Submitted to arXiv on 10 Apr. 2025

Ask questions about this paper to our AI assistant

You can also chat with multiple papers at once here.

AI assistant instructions?

Results of the summarizing process for the arXiv paper: 2504.07491v3

The video unfolds with a captivating blend of mystery, spirituality, and natural grandeur. The opening scene sets the tone with a person cooking in a dimly lit room, creating an atmosphere of anticipation. As the text "THE NORTH FACE PRESENTS" appears on screen, the stage is set for the video's theme. Transitioning to an elderly person spinning a prayer wheel, the focus shifts to their weathered face and intricate details of their yellow jacket. This evokes themes of resilience and contemplation. The serene landscape further enhances the sense of adventure and natural beauty. Close-ups of an eye and a prayer wheel hint at personal stories within this majestic setting. Subsequent scenes capture the power of crashing waves, the serenity beneath the surface, and the grandeur of mountain ranges, emphasizing awe-inspiring moments in nature. Moving indoors to a room filled with candles, an elderly person is shown in deep contemplation while holding a prayer wheel. The intricate details of their attire and surroundings convey a sense of reverence and wisdom. The scene transitions between close-ups of the prayer wheel and the elderly person's face before culminating in a view of the majestic mountain range in the background. Overall, this video masterfully weaves together elements of mystery, spirituality, and natural beauty to create a visually stunning narrative that invites viewers to reflect on life's complexities and marvel at the wonders of the world around them.
Created on 12 May. 2026

Assess the quality of the AI-generated content by voting

Score: 0

Why do we need votes?

Votes are used to determine whether we need to re-run our summarizing tools. If the count reaches -10, our tools can be restarted.

Similar papers summarized with our AI tools

Navigate through even more similar papers through a

tree representation

Look for similar papers (in beta version)

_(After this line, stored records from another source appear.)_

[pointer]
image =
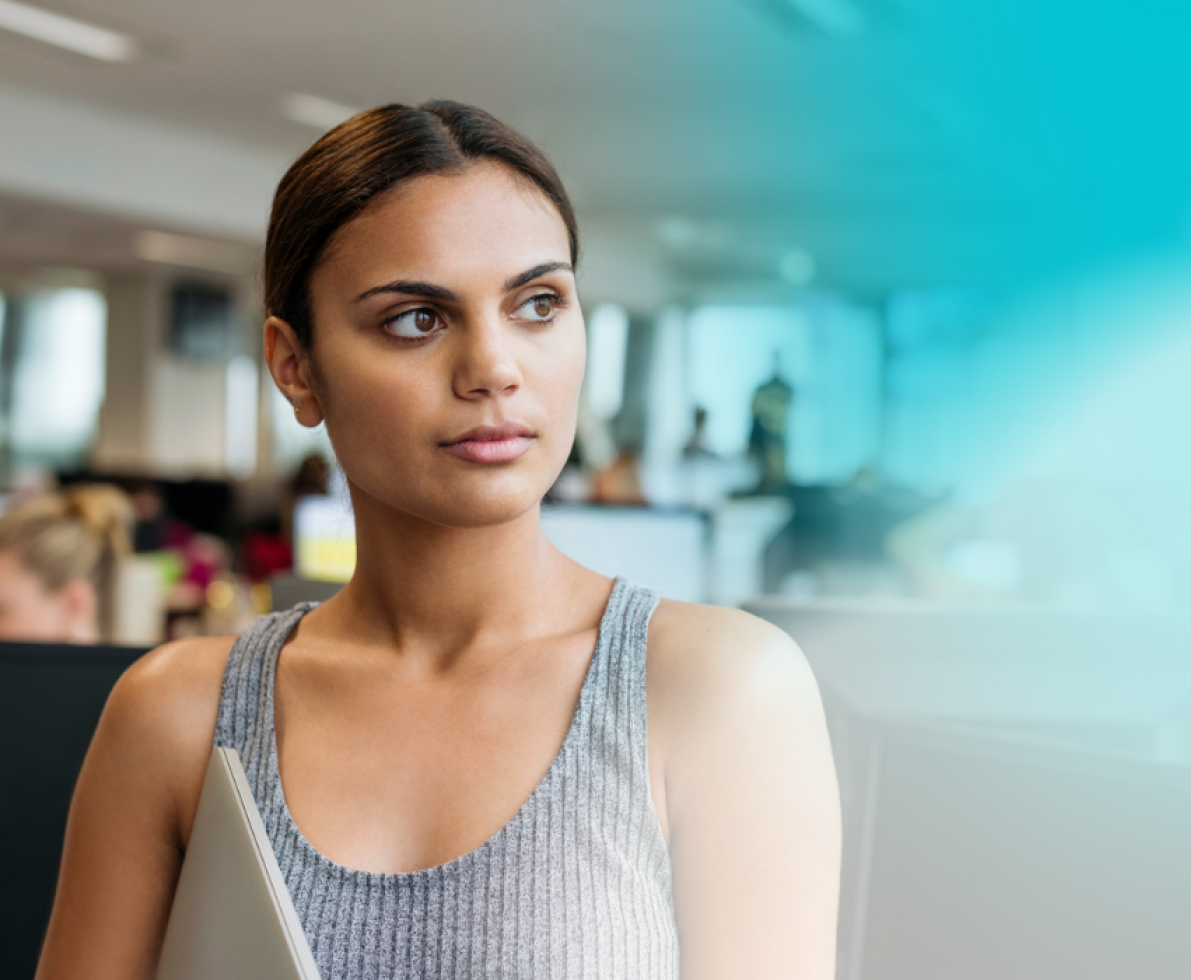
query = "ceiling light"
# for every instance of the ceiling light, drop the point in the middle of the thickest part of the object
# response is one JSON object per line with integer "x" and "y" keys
{"x": 797, "y": 268}
{"x": 316, "y": 111}
{"x": 192, "y": 253}
{"x": 834, "y": 17}
{"x": 67, "y": 32}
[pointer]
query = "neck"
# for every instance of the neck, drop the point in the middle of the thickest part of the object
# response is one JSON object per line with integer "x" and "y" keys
{"x": 448, "y": 590}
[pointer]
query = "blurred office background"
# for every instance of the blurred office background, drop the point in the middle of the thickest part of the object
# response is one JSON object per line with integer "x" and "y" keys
{"x": 890, "y": 336}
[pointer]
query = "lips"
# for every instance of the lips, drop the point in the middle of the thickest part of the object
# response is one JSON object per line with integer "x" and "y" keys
{"x": 491, "y": 443}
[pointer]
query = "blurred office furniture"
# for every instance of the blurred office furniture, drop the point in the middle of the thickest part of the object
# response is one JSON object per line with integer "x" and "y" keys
{"x": 324, "y": 535}
{"x": 741, "y": 528}
{"x": 831, "y": 526}
{"x": 661, "y": 548}
{"x": 1016, "y": 787}
{"x": 50, "y": 699}
{"x": 287, "y": 591}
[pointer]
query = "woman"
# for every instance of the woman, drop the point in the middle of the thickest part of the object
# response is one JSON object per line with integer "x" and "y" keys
{"x": 60, "y": 557}
{"x": 461, "y": 734}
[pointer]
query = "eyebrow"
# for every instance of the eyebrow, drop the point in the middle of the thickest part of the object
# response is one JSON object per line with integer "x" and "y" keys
{"x": 429, "y": 291}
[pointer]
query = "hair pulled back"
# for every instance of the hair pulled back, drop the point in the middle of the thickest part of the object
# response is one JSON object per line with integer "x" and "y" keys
{"x": 369, "y": 154}
{"x": 79, "y": 532}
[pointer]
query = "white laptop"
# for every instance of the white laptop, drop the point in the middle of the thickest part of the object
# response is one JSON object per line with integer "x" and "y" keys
{"x": 232, "y": 917}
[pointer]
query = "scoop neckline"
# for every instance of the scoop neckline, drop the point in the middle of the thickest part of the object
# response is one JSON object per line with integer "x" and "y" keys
{"x": 468, "y": 857}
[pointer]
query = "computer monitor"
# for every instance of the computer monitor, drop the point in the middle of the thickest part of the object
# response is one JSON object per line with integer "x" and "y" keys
{"x": 50, "y": 699}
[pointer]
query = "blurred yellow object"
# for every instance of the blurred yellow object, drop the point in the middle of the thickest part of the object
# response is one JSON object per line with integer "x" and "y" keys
{"x": 220, "y": 594}
{"x": 262, "y": 598}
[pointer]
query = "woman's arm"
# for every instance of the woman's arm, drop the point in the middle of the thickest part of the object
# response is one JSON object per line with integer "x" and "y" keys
{"x": 750, "y": 796}
{"x": 131, "y": 816}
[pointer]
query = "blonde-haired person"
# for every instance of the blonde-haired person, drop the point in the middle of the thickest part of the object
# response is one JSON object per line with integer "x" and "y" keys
{"x": 60, "y": 555}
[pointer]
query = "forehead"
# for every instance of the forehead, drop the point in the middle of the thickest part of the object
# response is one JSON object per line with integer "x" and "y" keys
{"x": 484, "y": 219}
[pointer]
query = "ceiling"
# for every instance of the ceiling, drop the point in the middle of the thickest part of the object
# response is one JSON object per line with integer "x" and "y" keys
{"x": 704, "y": 141}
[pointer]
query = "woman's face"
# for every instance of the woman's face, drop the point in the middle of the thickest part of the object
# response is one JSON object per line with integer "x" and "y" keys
{"x": 449, "y": 348}
{"x": 30, "y": 611}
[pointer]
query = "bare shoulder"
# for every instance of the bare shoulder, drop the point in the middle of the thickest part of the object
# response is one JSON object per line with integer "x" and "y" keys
{"x": 160, "y": 718}
{"x": 172, "y": 692}
{"x": 700, "y": 656}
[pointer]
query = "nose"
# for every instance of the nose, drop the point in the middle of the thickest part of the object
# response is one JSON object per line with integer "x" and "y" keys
{"x": 486, "y": 364}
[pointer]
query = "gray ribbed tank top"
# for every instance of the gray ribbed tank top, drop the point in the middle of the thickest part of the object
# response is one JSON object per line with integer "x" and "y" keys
{"x": 575, "y": 885}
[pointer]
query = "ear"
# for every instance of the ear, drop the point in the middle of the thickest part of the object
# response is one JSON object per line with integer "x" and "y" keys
{"x": 290, "y": 366}
{"x": 80, "y": 607}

By clicking on the button above, our algorithm will scan all papers in our database to find the closest based on the contents of the full papers and not just on metadata. Please note that it only works for papers that we have generated summaries for and you can rerun it from time to time to get a more accurate result while our database grows.

Disclaimer: The AI-based summarization tool and virtual assistant provided on this website may not always provide accurate and complete summaries or responses. We encourage you to carefully review and evaluate the generated content to ensure its quality and relevance to your needs.